Siedlecka Pogoń wysoko pokonała beniaminka z Puław.

Po dwóch porażkach w spotkaniach z Garbarnią i Świtem Nowy Dwór Mazowiecki, sympatycy siedleckiej drużyny zastanawiali się, jak zespół z Siedlec wypadnie w konfrontacji z niepokonaną i dobrze spisującą się w rozgrywkach Wisłą Puławy. Obawiano się w tej sytuacji o frekwencję na stadionie, która do tej pory wynosiła ponad 2 tysiące. Siedleccy kibice w podobnej liczbie stawili się na stadionie i trzeba powiedzieć, że nie zawiedli się, bowiem ich zespół odniósł zdecydowane zwycięstwo 4:1. Mecz z Wisłą trochę przypominał pojedynek Pogoni ze Świtem, tyle że role się odwróciły. Siedlczanie, czekając na dogodne okazje, ustawili się defensywnie. Pierwsza nadarzyła się już w 9’, kiedy wytrawny snajper Jacek Kosmalski z zimną krwią wykorzystał błąd trzech defensorów i uzyskał prowadzenie. Pogoniści grający swoje stracili jednak bramkę, tak jak goście przez niefrasobliwość swoich defensorów. Na szczęście w końcówce pierwszej części Mariusz Marczak wykończył przytomną akcję zespołu z głębi pola, a Kosmalski – po technicznym i mocnym uderzeniu – dołożył drugą swoją bramkę. W drugiej połowie Pogoń starała się kontrolować grę i niepokoić rywali kontrami. Wiślacy próbowali prowadzić grę, ale niewiele z tego wynikało. Mimo to stworzyli w końcówce dwie sytuacje bramkowe, których nie wykorzystał Mateusz Olszak. W międzyczasie gospodarze przeprowadzili kontrę, po której Guzek zagrał kapitalnie do Dariusza Dziewulskiego, a ten potrafił umieścić piłkę w siatce.

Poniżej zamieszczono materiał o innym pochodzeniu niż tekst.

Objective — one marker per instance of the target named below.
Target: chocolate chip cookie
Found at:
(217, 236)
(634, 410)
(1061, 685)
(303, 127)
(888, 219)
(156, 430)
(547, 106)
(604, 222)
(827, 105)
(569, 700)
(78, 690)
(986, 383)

Pogoń odniosła zasłużone zwycięstwo, będąc zespołem lepiej zorganizowanym i poukładanym taktycznie, a co najważniejsze – skutecznym. Miała też w swoich szeregach więcej indywidualności, wśród których wyróżnił się Jacek Kosmalski. Pokazał on kunszt prawdziwego łowcy bramek.


MOIM ZDANIEM:

 

Jacek Kosmalski – Pogoń Siedlce

Gram już dosyć długo w piłkę i wierzyłem, że prędzej czy później przyjdzie ten dzień, kiedy się odblokuję. Miałem dosyć długą przerwę po kontuzji. Chciałem zaznaczyć, że to nie jest tylko moja zasługa, cały zespół zagrał dobrze, tak jak kazał nam trener. Cofnęliśmy się i graliśmy z kontry, bo to są nasze atuty. Cały zespół spisał się na medal, z czego się bardzo cieszę. Jednak to jest tylko jeden mecz, o którym trzeba szybko zapomnieć, a zacząć myśleć o Pruszkowie.


Ciekawsze wydarzenia:

 

9’ 1:0. Rykoszet po próbie podania Chinonsa Agu, piłkę przejmuje Jacek Kosmalski i mijając 2-3 obrońców, strzela bramkę.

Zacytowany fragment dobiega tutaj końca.